O ano já começou com um trágico caso de assassinato no Brasil. Na chamada Chacina de Campinas, Sidnei Ramis de Araújo, de 46 anos, matou sua ex-mulher, Isamara Filier, seu filho de 8 anos, João Victor, e mais 10 pessoas que estavam no local, sendo que oito delas eram mulheres. Em cartas deixadas por ele, fica claro que o ódio pelas mulheres foi o que o levou a fazer isso. Ele praticou o que chamamos de feminicídio. Mas, afinal, o que é isso? Nesta matéria, esclarecemos essa dúvida e também explica como funciona essa questão em outros países, e, principalmente, o que podemos fazer para evitar.
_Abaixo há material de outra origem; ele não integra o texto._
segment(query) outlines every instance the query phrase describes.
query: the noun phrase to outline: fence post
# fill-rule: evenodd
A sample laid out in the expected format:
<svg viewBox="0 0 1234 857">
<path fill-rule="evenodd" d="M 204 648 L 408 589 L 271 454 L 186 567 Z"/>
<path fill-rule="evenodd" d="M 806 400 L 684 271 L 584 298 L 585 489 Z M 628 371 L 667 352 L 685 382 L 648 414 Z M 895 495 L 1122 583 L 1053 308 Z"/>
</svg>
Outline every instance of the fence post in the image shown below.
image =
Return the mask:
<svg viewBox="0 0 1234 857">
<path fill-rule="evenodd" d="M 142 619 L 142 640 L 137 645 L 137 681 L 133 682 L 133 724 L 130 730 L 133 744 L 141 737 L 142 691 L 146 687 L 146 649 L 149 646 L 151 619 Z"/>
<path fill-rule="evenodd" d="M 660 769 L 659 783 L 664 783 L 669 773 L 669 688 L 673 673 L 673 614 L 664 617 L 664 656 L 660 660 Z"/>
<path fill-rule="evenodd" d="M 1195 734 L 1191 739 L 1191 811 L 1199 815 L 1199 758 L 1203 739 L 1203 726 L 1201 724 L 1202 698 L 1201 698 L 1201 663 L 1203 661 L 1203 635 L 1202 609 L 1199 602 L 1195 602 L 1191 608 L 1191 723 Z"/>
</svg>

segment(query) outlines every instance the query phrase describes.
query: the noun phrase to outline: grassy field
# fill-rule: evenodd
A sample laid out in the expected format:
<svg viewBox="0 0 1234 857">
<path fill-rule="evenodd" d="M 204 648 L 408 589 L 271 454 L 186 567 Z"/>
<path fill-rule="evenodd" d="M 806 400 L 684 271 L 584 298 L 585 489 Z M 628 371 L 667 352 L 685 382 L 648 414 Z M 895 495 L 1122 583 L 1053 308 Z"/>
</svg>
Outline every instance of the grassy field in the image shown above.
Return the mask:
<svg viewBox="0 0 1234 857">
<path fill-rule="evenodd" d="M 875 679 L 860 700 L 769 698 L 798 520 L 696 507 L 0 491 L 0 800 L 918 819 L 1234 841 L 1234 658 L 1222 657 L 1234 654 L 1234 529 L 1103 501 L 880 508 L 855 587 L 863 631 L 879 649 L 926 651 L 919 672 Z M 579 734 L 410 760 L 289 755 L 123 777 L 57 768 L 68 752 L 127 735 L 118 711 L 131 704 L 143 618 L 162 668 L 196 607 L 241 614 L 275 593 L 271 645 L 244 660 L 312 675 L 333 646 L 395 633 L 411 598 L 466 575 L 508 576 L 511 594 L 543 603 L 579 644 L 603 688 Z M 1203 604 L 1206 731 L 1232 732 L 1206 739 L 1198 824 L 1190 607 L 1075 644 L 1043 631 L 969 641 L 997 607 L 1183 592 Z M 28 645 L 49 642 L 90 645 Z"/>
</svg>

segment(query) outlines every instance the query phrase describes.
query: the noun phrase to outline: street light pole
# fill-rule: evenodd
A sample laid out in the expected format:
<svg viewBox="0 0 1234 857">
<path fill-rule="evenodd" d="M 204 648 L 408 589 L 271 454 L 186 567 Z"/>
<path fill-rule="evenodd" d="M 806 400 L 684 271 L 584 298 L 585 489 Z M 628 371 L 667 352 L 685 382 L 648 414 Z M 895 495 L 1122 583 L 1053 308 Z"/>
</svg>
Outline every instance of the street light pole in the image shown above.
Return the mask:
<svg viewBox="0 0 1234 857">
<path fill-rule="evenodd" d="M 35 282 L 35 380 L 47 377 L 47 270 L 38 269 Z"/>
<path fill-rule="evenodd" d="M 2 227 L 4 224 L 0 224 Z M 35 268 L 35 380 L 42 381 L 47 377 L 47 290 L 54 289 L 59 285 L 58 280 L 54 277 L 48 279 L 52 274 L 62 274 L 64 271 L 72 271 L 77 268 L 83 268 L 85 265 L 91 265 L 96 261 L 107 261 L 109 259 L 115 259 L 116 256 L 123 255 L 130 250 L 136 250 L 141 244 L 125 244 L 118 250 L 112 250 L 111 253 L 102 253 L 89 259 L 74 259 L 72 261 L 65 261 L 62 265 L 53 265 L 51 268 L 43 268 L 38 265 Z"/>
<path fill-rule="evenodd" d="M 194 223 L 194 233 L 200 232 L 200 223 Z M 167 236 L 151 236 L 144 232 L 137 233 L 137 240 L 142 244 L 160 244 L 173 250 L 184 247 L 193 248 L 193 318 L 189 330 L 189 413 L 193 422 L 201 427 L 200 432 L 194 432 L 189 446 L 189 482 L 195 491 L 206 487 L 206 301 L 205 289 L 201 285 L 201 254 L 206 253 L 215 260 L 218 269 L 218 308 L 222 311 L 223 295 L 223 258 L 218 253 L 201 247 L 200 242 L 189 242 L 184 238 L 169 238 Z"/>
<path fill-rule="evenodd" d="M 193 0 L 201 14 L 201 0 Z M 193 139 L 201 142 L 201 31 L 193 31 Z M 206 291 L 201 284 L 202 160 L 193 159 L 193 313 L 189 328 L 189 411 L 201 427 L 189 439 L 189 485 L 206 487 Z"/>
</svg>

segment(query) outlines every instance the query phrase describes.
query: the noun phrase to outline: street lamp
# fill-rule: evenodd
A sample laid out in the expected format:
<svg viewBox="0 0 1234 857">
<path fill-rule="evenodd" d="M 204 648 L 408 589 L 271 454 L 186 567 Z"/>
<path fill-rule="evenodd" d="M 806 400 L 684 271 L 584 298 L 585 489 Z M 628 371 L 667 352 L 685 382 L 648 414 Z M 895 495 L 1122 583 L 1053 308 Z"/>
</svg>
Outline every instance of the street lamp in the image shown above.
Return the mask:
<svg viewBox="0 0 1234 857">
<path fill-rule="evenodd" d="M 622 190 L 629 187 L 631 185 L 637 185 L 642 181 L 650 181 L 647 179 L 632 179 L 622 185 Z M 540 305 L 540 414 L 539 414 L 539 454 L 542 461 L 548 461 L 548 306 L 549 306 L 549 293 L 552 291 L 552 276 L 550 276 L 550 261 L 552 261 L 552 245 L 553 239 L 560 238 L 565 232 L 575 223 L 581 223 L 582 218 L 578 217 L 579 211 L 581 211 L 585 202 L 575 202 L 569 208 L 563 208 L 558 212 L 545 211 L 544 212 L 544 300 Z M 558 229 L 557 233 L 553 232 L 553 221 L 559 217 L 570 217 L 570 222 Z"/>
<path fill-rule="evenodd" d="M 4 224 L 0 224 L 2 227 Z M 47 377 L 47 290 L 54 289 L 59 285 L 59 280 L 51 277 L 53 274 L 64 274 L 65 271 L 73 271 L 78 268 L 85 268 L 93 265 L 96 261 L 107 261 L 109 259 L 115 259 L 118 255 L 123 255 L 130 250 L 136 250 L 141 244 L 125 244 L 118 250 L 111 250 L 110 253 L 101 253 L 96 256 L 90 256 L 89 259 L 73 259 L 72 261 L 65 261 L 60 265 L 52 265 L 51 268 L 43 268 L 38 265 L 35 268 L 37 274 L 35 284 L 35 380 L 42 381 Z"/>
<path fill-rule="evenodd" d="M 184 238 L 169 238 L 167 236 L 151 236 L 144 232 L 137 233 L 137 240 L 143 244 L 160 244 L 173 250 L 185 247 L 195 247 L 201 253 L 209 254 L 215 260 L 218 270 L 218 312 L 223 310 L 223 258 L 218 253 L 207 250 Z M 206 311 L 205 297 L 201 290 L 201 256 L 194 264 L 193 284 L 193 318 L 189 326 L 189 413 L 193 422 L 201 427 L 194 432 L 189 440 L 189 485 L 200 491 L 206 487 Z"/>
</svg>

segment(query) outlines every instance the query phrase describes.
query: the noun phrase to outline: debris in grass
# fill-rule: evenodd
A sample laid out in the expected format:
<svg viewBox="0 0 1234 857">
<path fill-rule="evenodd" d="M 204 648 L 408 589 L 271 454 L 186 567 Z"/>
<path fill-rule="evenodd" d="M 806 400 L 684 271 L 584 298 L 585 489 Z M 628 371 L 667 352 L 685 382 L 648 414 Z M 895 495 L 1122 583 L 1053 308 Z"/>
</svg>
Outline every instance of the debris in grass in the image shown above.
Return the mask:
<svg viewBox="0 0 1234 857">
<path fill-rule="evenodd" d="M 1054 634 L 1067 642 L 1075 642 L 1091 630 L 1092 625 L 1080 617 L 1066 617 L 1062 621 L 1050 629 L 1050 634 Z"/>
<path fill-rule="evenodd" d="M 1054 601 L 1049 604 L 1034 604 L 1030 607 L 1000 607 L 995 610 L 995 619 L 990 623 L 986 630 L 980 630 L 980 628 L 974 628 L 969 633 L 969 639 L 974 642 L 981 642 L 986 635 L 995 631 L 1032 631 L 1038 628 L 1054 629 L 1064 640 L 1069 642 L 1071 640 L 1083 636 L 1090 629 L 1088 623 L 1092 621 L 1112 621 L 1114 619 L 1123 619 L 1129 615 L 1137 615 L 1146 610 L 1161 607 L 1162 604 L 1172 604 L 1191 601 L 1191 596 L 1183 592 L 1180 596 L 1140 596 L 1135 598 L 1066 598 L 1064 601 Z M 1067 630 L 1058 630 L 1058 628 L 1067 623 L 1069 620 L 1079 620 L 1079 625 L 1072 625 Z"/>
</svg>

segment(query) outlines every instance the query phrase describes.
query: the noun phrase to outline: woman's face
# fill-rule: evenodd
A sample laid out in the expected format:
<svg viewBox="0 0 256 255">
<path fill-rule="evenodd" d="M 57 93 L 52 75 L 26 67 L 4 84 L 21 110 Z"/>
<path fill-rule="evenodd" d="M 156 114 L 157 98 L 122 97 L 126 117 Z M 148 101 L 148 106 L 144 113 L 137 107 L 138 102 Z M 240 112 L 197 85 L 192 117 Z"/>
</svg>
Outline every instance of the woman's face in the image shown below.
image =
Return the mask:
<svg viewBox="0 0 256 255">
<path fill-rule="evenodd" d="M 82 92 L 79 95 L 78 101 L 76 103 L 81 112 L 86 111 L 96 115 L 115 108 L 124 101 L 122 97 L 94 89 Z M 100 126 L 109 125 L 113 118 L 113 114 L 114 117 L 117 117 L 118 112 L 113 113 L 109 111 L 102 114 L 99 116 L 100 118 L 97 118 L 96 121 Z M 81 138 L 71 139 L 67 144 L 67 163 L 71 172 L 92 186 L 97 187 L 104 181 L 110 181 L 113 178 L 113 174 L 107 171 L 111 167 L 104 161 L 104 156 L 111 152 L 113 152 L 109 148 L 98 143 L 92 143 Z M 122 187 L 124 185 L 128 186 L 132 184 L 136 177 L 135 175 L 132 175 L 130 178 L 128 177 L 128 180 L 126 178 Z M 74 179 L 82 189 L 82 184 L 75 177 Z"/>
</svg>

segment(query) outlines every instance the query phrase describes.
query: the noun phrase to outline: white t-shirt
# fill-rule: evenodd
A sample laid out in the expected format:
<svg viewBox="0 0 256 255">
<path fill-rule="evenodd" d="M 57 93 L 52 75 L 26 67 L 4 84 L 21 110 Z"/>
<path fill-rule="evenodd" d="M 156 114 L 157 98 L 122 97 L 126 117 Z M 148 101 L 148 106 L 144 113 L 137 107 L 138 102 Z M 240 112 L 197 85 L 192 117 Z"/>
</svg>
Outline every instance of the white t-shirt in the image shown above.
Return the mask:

1. O que pode ser considerado feminicídio?
A palavra feminicídio se resume, basicamente, ao assassinato de uma ou várias mulheres por questões de gênero, ou seja, por serem simplesmente mulheres. Isso não indica, no entanto, que toda garota assassinada é vítima de feminicídio. A motivação do crime precisa estar relacionada ao fato de a vítima ser do sexo feminino – o que geralmente acontece em crimes envolvendo ex-namorados, por exemplo.
As motivações mais comuns envolvem “sentimento de posse sobre a mulher; controle sobre seu corpo, desejo e autonomia; limitação da sua emancipação profissional, econômica, social ou intelectual; tratamento da mulher como objeto sexual; e manifestações de desprezo e ódio pela mulher e por sua condição de gênero”, de acordo com as Nações Unidas. Em muitos casos, os agressores, antes do homicídio ou até depois, torturam, abusam sexualmente e fazem agressões físicas às vítimas.
2. Mas a lei fala alguma coisa sobre isso?
Só em alguns países. No Brasil, por exemplo, desde 2015, o feminicídio é considerado crime hediondo em lei (nº 13.104). Ele é considerado repulsivo e tratado pelas autoridades de forma mais severa. Isso o diferencia, inclusive, dos homicídios simples. Se o assassinato envolver “violência doméstica e familiar; e menosprezo ou discriminação à condição de mulher”, para a legislação, o feminicídio aconteceu, pois a mulher foi morta pelo fato de ser do sexo feminino.
A lei determina, ainda, três situações que fazem com que a pena seja 1/3 maior que a original, que é de 12 a 30 anos: se a vítima tiver menos de 14 anos, mais de 60 ou qualquer deficiência; se o crime for praticado durante a gestação ou até três meses depois do nascimento do bebê; se o assassinato acontecer na frente de familiares(pais e/ou filhos da mulher.
3. O que acontece nos outros países?
Essa é uma questão complicada, porque o assassinato de mulheres infelizmente está intrínseco à cultura de alguns lugares, principalmente no Oriente Médio. Na América Latina, cujos índices de feminicídio são os maiores do mundo, outros países além do Brasil já incluíram essa questão em suas legislações. Alguns deles, inclusive, preveem penas ainda maiores do que as aplicadas por aqui. Na Argentina, esse crime pode resultar em prisão perpétua, como aconteceu em um julgamento em julho de 2016, condenando dois homens que roubaram e espancaram uma transexual em 2014.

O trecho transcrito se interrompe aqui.